Friday, May 04, 2007

NY Fed Study Reveals Correlation between LTCM and Current Hedge Funds

By James Hamilton, J.D., LL.M.

A study conducted by the Federal Reserve Bank of NY revealed recent high correlations among hedge fund returns, returns moving in the same direction when facing similar market conditions, which could suggest concentrations of risk comparable to those preceding the Long Term Capital Management hedge fund crisis of 1998. But the comparison of the current rise in correlations with the elevation before the 1998 event reveals a key difference, which is that the recent increase stems mainly from a decline in the volatility of returns, while the earlier rise was driven by high covariances.

Covariance measures hedge fund return comovement by capturing the extent to which the returns move together, or apart, in dollar terms. To determine more precisely how closely hedge fund returns comove relative to their overall volatility, economists divide the covariance of fund returns by the returns’ total variability; the result is correlation.

The Fed study concludes that, despite some seeming parallels between the recent and earlier rise in correlations, the current hedge fund environment differs from the 1998 environment because volatility and covariances now are lower.

In 1998, the Federal Reserve, particularly the NY Fed, facilitated the private-sector refinancing of the large hedge fund, Long-Term Capital Management. The effort was characterized by then NY Fed President William McDonough as a private sector solution to a private-sector problem, involving an investment of new equity by LTCM’s creditors and counterparties.
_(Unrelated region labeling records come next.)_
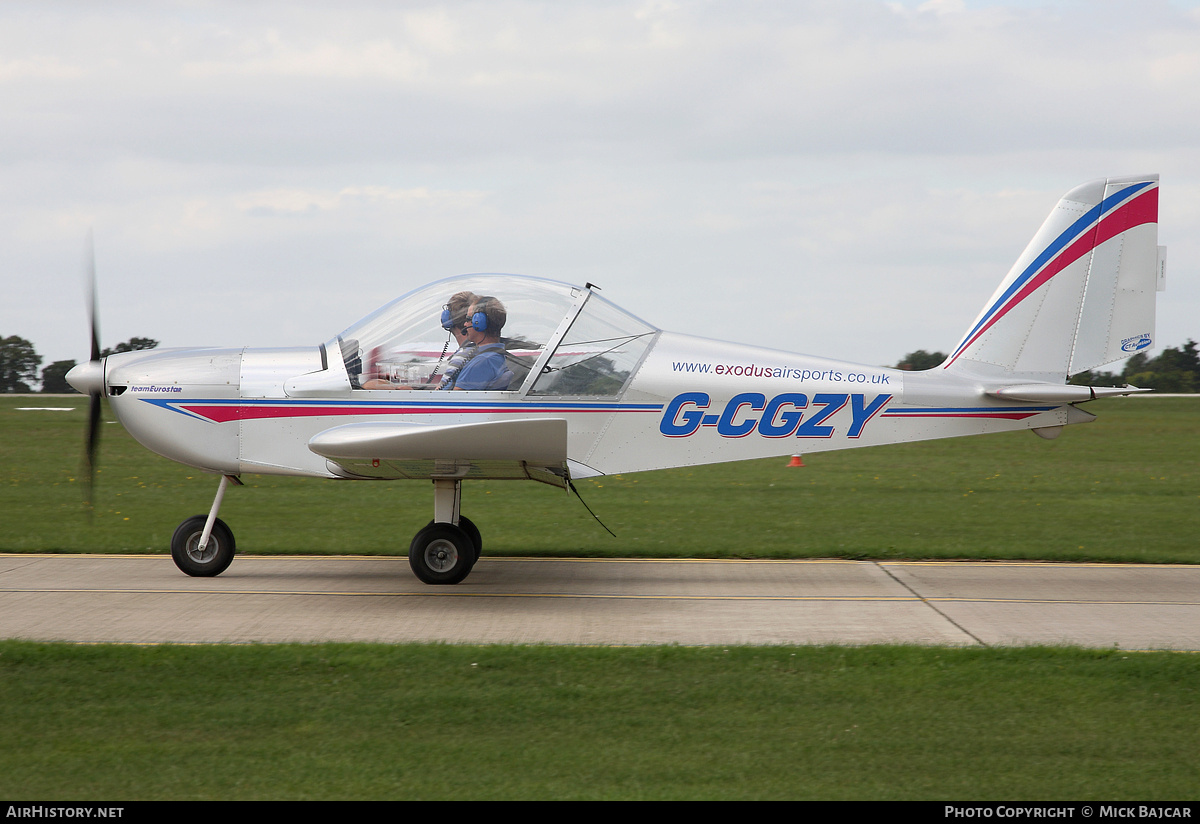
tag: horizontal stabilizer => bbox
[988,384,1154,403]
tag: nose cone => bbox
[67,360,104,395]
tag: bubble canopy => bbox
[328,275,659,397]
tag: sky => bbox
[0,0,1200,374]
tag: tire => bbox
[170,515,238,578]
[425,515,484,566]
[408,523,475,585]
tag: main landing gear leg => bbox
[408,479,482,584]
[170,475,241,577]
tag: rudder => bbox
[943,175,1163,383]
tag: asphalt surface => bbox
[0,554,1200,650]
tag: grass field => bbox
[0,396,1200,564]
[0,642,1200,801]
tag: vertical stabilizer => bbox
[943,175,1162,383]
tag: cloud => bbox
[0,0,1200,362]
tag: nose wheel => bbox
[408,479,484,585]
[408,523,476,584]
[170,515,238,578]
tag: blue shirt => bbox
[454,343,512,390]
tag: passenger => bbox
[440,295,512,391]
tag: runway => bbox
[0,554,1200,650]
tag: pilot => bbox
[362,291,476,389]
[438,291,479,389]
[440,295,512,391]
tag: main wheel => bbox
[425,515,484,566]
[408,523,475,584]
[170,515,236,577]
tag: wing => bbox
[308,417,568,488]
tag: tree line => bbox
[0,335,158,395]
[896,338,1200,393]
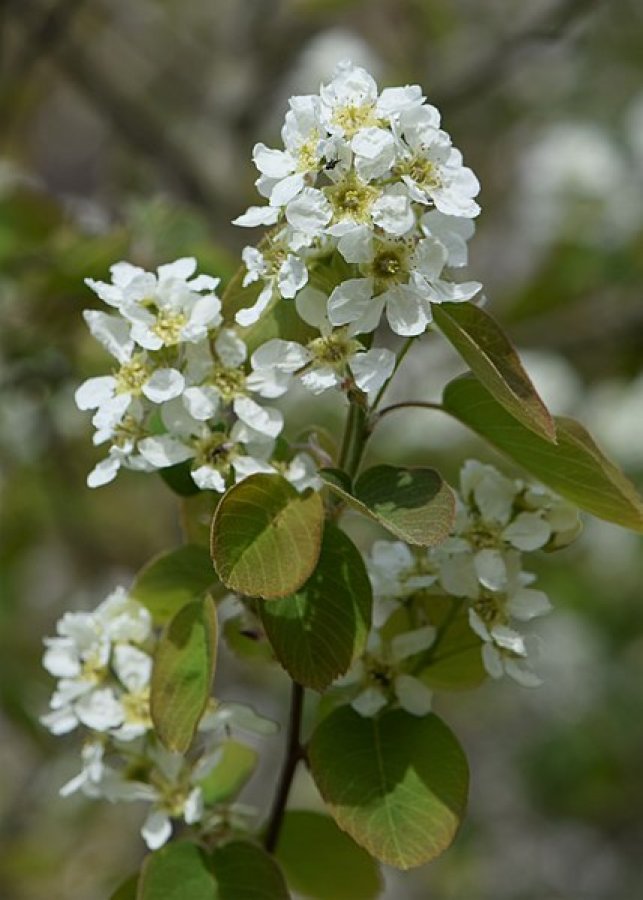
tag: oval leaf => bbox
[136,841,219,900]
[210,841,290,900]
[320,465,455,547]
[433,303,556,443]
[109,874,138,900]
[443,375,643,531]
[309,706,469,869]
[276,810,382,900]
[150,597,217,753]
[261,525,373,691]
[211,474,324,599]
[130,544,217,625]
[199,741,259,806]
While hedge funds are major liquidity providers in normal times, the Fed study noted, their use of leveraged trading strategies has raised concerns about their liquidity effects in times of market stress. Indeed, the collapse of the hedge fund LTCM in 1998 seemed to confirm fears that heavy losses by hedge funds have the potential to drain significant liquidity from key financial markets.
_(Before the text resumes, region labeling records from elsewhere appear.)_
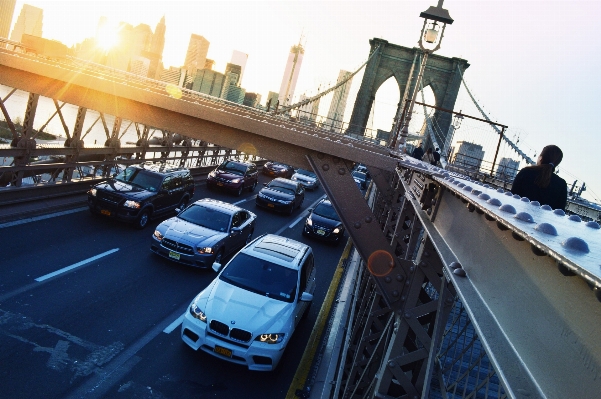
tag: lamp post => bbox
[396,0,453,154]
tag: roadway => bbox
[0,176,344,399]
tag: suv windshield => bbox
[115,167,163,191]
[313,202,340,220]
[267,180,296,195]
[219,252,298,303]
[177,205,230,231]
[296,169,317,179]
[219,161,246,175]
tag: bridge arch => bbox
[347,38,469,148]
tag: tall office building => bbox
[326,69,353,131]
[184,33,210,76]
[10,4,44,42]
[230,50,248,86]
[278,43,305,106]
[0,0,17,39]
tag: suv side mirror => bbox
[300,291,313,302]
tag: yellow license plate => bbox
[214,345,232,357]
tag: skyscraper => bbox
[184,33,210,76]
[326,69,353,131]
[10,4,44,42]
[278,43,305,106]
[230,50,248,85]
[0,0,17,39]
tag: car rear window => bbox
[219,252,298,303]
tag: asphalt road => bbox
[0,176,344,399]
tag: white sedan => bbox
[181,234,315,371]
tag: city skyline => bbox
[2,0,601,199]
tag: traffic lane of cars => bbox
[2,182,330,397]
[96,208,344,399]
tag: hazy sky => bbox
[8,0,601,199]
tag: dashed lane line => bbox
[35,248,119,282]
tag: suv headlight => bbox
[196,247,213,254]
[190,302,207,323]
[256,333,284,344]
[123,200,140,209]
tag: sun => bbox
[96,26,119,51]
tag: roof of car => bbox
[192,198,243,214]
[244,234,311,270]
[131,162,189,174]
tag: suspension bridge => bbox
[0,35,601,398]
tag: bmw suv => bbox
[88,164,194,229]
[207,159,259,197]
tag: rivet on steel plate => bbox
[557,262,576,277]
[449,262,461,269]
[499,204,517,215]
[478,193,490,201]
[561,237,590,254]
[530,244,547,256]
[514,212,534,223]
[453,269,466,277]
[534,223,557,236]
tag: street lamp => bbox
[396,0,453,154]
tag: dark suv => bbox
[207,159,259,197]
[88,164,194,229]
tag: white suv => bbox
[181,234,315,371]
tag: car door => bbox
[294,252,315,326]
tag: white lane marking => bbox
[0,207,88,229]
[163,315,184,334]
[232,194,257,206]
[35,248,119,282]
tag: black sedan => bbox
[261,161,294,179]
[150,198,257,268]
[303,198,344,244]
[256,177,305,215]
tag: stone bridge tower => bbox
[347,39,469,150]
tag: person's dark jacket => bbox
[511,167,568,210]
[411,147,424,160]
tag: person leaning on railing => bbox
[511,145,568,210]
These ongoing concerns about hedge fund vulnerability, coupled with the rapid growth of the funds, underscore the importance of understanding risk in this sector. Risk is a critical component of hedge fund strategies, emphasized the study, so the way in which it is measured is extremely important. A key determinant of hedge fund risk is the degree of similarity between the trading strategies of different funds. Similar trading strategies can heighten risk when funds have to close out comparable positions in response to a common shock.